Wednesday, April 15, 2009

Yo Ho! No Not You Hooker, I'm Just Singing A Pirate Song


Pirates.  They're so hot right now.  Everywhere you turn it's pirates this and pirates that.  But mostly they are getting a bad rep.  I hear they are currently in negotiations with Johnny Depp to be a spokesperson for them.  However, when approached, he ran away in fear.


After an amazing rescue by the Navy SEALS, in which 3 pirates were killed - not to mention a promise by the US President to deal with the issue, you would think these pirates would back down and shrink away.  But is this what they did?  No way.  They went and hijacked 4 more ships!
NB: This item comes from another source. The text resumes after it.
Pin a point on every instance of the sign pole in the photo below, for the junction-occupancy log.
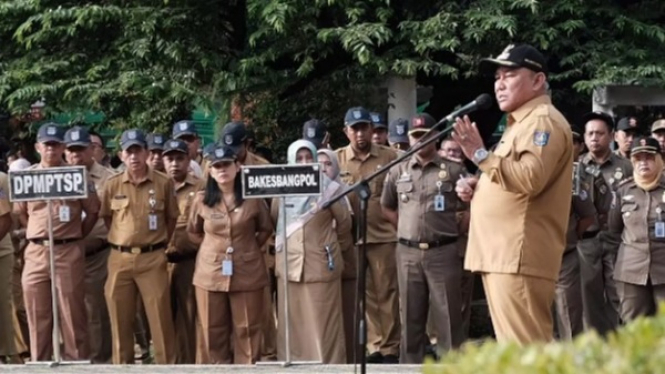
(287, 322)
(57, 358)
Some may think these pirates are daring or brave.  Some may think they are just that desperate from living in a third world country with little to no opportunities for its citizens.  But I know the truth.  They are just dumb!

This is an actual transcript that I received from one of my contacts in the CIA:

Pirate Leader:  Let's get out there and hijack us some ships!

Pirate 1:  But, pirate leader sir, what about the SEALS that the US Navy has sent here.

Pirate Leader:  You mean to tell me that you are afraid of some seals?

Pirate 1:  Yes, pirate leader sir.  They are dangerous.

Pirate Leader:  What are you scared of?  That they will clap at you?

Pirate 2:  But, oh great pirate leader sir, they have already killed some of our comrades.

Pirate Leader:  Oh, scary.  What did they do?  Throw a beach ball at them with their nose?

Pirate 2:  I don't even know what a beach ball is?  Is it an explosive, pirate leader sir?

Pirate 1:  With all due respect, pirate leader sir, I think we are talking about the wrong kind of seals.  These are Navy SEALS.

Pirate Leader:  Of course they are Navy Seals.  What good would a seal be to the Air Force or the Army?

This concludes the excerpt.